I do have the resources that I used for testing, 20201203_debug_xsimlab
on disk and can push them if requested. The contents of 20201203_debug_xsimlab/test.py
should be sufficient to reproduce, however:
# 20201203_debug_xsimlab/test.py
import pytest
import xsimlab as xs
import xarray as xr
import numpy as np
@xs.process
class ConsumeVar:
foo_nonzero = xs.variable(dims=('value'), intent='in')
foo_float = xs.variable(dims=(), intent='in')
foo_int_lst = xs.variable(dims=('value'), intent='in')
@xs.process
class SetVar:
foo_nonzero = xs.foreign(ConsumeVar, 'foo_nonzero', intent='out')
foo_float = xs.foreign(ConsumeVar, 'foo_float', intent='out')

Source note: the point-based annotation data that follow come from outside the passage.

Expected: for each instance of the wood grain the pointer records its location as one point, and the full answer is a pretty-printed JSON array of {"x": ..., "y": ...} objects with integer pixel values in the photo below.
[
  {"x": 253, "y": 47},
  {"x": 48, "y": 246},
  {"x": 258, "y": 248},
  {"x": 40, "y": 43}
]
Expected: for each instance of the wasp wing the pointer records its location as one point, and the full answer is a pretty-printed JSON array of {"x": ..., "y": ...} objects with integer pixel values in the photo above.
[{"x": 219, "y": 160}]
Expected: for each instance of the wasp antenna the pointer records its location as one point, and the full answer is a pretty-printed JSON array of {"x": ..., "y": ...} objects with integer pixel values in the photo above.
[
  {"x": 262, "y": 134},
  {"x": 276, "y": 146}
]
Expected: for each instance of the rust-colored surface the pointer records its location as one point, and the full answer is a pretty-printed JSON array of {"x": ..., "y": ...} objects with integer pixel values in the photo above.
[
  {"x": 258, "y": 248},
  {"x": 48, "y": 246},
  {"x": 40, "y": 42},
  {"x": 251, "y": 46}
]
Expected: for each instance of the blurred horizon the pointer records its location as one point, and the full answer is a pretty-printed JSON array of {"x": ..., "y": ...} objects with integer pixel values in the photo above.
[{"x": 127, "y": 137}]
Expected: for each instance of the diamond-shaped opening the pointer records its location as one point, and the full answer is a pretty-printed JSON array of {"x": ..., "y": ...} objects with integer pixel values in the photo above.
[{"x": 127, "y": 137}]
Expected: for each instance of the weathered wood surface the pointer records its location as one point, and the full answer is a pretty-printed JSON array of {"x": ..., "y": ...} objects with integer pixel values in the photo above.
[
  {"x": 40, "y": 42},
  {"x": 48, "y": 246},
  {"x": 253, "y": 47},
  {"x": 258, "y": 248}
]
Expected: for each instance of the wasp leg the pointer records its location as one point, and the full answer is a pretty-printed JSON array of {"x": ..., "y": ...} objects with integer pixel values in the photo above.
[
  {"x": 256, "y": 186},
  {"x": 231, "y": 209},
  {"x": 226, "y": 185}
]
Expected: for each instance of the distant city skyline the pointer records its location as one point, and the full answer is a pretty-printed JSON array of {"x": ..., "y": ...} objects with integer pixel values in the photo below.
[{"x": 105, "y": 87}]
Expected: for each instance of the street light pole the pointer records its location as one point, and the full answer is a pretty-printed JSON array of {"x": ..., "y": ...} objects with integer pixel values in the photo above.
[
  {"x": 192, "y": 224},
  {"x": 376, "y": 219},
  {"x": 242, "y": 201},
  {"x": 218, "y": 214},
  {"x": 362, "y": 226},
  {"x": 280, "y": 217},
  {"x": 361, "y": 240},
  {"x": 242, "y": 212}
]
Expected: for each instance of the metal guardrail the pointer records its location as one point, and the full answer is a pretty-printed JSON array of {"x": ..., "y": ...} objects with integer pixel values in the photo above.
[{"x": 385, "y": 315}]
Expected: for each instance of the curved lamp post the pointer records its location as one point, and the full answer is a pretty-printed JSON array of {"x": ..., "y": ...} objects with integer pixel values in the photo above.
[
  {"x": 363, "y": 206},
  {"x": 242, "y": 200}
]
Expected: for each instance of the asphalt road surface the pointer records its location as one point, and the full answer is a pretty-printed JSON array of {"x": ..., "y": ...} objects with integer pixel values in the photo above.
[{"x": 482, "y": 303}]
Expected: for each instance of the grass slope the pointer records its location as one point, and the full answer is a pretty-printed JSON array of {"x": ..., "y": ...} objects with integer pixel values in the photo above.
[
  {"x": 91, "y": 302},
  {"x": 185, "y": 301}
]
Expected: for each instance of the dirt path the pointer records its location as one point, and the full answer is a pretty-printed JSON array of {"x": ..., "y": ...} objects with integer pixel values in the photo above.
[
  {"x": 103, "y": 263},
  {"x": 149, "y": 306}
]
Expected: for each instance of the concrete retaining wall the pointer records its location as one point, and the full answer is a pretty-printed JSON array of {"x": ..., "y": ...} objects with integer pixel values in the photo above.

foo_int_lst = xs.foreign(ConsumeVar, 'foo_int_lst', intent='out')
def initialize(self):
self.foo_int_lst = [0, 2, 3, 4, 5]
self.foo_nonzero = [1, 2, 3, 4, 5]
self.foo_float = float(0.)
@pytest.fixture
def model_result():
"""run the model"""
model = xs.Model({
'set_var': SetVar,
'consume_var': ConsumeVar,
})
in_ds = xs.create_setup(
model=model,
clocks=dict(step=range(10)),
output_vars=dict(
set_var__foo_nonzero='step',
set_var__foo_float='step',
set_var__foo_int_lst='step',
)
)
return in_ds.xsimlab.run(model=model)
def test_model_returns_dataset(model_result):
assert isinstance(model_result, xr.Dataset)
def test_int_lst_result(model_result):
"""Only this pytest fails starting at b3e7e93"""
# int list
r = model_result['set_var__foo_int_lst']
assert not r.isnull().any()
def test_float_result(model_result):
# numpy arange
r = model_result['set_var__foo_float']
assert [val == 0 for val in r.values]
def test_int_lst_nonzero_result(model_result):
# variable is array without zeroes
r = model_result['set_var__foo_nonzero']
assert not r.isnull().any()
Just noticed the release note updates. Should we expect a fix by the v0.5 release?
Passing decoding=dict(mask_and_scale=False)
to Dataset.xsimlab.run
passes all pytests on/before 84cabf6.
Sorry @eho-tacc I missed your issue here. Indeed you can use decoding=dict(mask_and_scale=False)
to "opt-out" this new behavior. Honestly I'm still wondering what would be the default option here.
-
mask_and_scale=True
by default is consistent withxarray.open_zarr()
, but zeros implicitly converted to NaN annoys me too, as I often deal withint
variables with zeros as valid data values. I wouldn't mind settingxs.variable(encoding={'fill_value': -1})
for such variables, but still if there's no fill value in the data, in the output dataset thedtype
gets converted fromint
tofloat
, which is annoying. -
mask_and_scale=False
leaves a_FillValue
attribute in the output Dataset's data variables, which may cause troubles when saving the dataset to a netcdf file. That's annoying too.
Either way, I think this should be improved directly in Xarray and/or Zarr.